With respect to her father’s condition, the court held that Nicholson had alerted her employer of the seriousness of his condition—stage III cancer—but did not convey that she needed time off to care for him. She had simply indicated that she might need time off in the future if her father needed chemotherapy, leaving the issue open-ended. Although she later requested, and was granted, a single day off to attend a doctor’s appointment with him, she did not indicate any additional need for time off. The court determined that her communications with her supervisors about the need to care for her father were too indefinite to put her employer on notice that she might qualify for FMLA leave.
With respect to her mother’s condition, the court determined that (i) Nicholson had never described the seriousness of her mother’s condition to her employer, and (ii) her communications that she drove her mother to medical appointments on her days off and could not work outside her normal business hours because of her responsibilities to care for her mother were not enough to put her employer on notice that she would need time off work.

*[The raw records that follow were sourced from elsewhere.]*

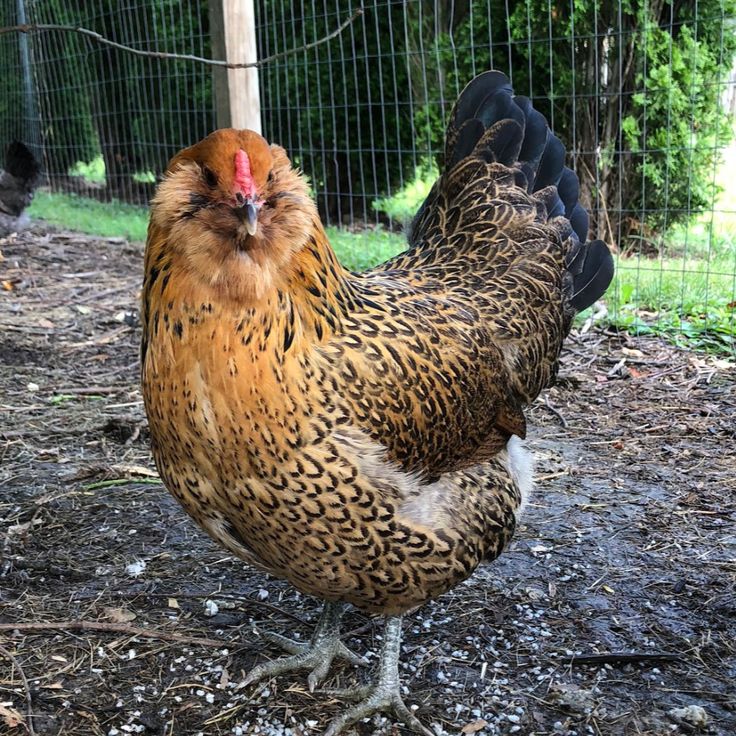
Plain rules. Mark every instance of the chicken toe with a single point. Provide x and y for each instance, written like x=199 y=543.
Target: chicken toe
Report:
x=385 y=695
x=318 y=655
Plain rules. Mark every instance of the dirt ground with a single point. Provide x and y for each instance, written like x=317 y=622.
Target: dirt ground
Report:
x=613 y=612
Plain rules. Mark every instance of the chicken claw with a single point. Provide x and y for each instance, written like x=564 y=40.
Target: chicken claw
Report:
x=385 y=695
x=324 y=646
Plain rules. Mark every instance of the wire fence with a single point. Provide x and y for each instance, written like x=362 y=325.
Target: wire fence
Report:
x=642 y=92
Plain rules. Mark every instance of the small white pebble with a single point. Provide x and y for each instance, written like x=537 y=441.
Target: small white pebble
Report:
x=211 y=608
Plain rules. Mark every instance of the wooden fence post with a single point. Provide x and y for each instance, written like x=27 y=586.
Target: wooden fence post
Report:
x=233 y=31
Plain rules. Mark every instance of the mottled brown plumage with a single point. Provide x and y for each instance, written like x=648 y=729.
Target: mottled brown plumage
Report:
x=349 y=432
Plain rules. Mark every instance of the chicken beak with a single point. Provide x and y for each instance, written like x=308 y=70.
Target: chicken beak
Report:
x=251 y=217
x=247 y=210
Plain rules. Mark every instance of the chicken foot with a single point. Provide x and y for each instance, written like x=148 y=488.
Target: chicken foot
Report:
x=324 y=646
x=385 y=695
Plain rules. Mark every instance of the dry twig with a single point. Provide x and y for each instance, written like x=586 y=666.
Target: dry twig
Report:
x=29 y=700
x=112 y=627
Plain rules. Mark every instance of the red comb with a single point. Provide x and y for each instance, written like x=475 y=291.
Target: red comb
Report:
x=243 y=175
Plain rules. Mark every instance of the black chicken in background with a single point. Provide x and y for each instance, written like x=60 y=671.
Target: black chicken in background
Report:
x=18 y=180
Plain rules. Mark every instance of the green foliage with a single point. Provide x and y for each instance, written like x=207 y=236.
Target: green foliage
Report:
x=404 y=203
x=638 y=81
x=344 y=120
x=107 y=219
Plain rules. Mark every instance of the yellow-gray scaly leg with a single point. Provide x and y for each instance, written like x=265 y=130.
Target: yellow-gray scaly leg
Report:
x=324 y=646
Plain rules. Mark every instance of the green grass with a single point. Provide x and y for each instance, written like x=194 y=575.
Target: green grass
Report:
x=689 y=297
x=108 y=219
x=358 y=251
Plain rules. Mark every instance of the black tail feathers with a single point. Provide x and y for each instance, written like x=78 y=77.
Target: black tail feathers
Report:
x=490 y=123
x=21 y=163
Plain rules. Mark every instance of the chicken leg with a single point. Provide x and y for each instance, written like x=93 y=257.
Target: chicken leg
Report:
x=385 y=695
x=324 y=646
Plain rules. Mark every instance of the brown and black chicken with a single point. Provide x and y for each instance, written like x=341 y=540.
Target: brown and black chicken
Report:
x=360 y=434
x=18 y=180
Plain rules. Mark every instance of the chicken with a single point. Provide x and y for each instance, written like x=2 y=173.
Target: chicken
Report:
x=360 y=435
x=17 y=184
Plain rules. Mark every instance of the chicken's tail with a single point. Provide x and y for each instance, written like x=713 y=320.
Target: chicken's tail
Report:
x=21 y=164
x=489 y=124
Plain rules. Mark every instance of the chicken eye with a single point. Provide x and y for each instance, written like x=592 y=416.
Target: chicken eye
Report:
x=210 y=177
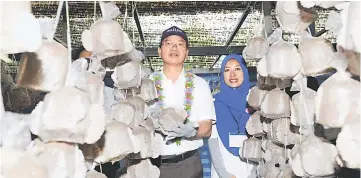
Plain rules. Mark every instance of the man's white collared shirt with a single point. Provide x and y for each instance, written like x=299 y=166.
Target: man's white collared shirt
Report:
x=202 y=108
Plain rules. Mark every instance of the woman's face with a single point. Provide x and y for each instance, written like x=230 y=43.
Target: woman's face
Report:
x=233 y=74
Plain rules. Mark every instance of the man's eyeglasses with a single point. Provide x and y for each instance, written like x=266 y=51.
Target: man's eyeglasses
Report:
x=170 y=45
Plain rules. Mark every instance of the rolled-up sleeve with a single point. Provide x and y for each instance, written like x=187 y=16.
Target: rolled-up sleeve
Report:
x=204 y=101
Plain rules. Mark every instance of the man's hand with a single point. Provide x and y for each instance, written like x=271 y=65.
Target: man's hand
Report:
x=186 y=130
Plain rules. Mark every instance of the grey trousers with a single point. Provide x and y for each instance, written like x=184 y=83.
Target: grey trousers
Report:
x=188 y=168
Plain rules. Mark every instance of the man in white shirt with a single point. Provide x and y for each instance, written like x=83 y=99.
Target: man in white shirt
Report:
x=183 y=160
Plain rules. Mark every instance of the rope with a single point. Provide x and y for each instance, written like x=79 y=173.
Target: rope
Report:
x=58 y=13
x=95 y=11
x=68 y=34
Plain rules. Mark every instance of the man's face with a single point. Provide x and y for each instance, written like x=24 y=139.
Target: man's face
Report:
x=173 y=50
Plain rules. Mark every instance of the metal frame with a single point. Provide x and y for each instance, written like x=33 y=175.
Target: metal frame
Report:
x=198 y=51
x=236 y=29
x=140 y=31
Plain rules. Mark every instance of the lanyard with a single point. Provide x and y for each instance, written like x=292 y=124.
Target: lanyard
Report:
x=237 y=121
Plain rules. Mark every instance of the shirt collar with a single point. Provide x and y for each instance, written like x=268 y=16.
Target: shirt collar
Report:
x=180 y=77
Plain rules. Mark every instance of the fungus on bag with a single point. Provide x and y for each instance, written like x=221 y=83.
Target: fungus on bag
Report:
x=337 y=96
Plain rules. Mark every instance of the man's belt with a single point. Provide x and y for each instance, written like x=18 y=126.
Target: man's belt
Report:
x=178 y=158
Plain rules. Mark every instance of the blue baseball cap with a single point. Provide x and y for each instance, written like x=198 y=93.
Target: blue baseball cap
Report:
x=174 y=30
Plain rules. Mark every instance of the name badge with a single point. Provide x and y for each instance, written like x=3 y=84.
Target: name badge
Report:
x=236 y=140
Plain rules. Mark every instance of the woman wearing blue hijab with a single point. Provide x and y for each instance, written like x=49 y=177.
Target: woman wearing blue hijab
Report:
x=230 y=130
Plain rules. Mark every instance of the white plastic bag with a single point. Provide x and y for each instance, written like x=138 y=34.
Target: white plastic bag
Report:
x=315 y=54
x=337 y=97
x=283 y=60
x=276 y=104
x=256 y=97
x=293 y=18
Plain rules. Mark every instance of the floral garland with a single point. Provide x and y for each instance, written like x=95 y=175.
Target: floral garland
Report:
x=188 y=99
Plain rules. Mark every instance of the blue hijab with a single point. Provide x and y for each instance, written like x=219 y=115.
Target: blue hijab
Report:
x=230 y=104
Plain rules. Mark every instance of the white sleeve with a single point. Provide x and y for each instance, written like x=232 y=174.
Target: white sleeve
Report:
x=204 y=101
x=214 y=132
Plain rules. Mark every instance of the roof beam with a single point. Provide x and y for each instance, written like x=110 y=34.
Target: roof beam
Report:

However, the Seventh Circuit came to a different conclusion in Pagel v. TIN Inc., 2012 U.S. App. LEXIS 16548 (7th Cir. 2012), a case involving the employer’s knowledge of an employee’s own health condition. In the summer of 2006, Pagel experienced chest pain and labored breathing, which prompted him to visit two physicians. During his second appointment, he was ordered to undergo a two-day stress test that revealed a blockage in a portion of his heart. Pagel was ultimately admitted to the hospital for an angioplasty and stent placement, released the following day, and advised to rest for several days. He returned to the hospital the following week for additional tests and then returned to work. His supervisor admitted that he was aware of Pagel’s chest pain and that Pagel was admitted to the hospital. When it came to the employee’s own health condition, the court concluded, “it is difficult for us to imagine a scenario where Pagel’s notice of hospitalization did not include an implicit demand for leave.”
These two cases highlight a company’s obligations to evaluate an employee’s eligibility for FMLA leave after learning about a serious health condition of either the employee or the employee’s family member. In Nicholson, the court concluded that because the leave was needed to care for a family member, there is an onus on the employee to advise her employer that she would need to take time off work to act as a caregiver. On the other hand, in Pagel, the court held that where the employee requires hospitalization for his or her own medical condition, notice of hospitalization is sufficient to warn the employer of the employee’s eligibility for FMLA leave. In light of the court’s analysis in these two decisions, employers should ensure that their supervisors are trained (or retrained) to offer information on FMLA leave to employees who reveal either the employee’s or a family member’s serious medical condition and that employees are not required to refer specifically to the FMLA to qualify for leave under the law.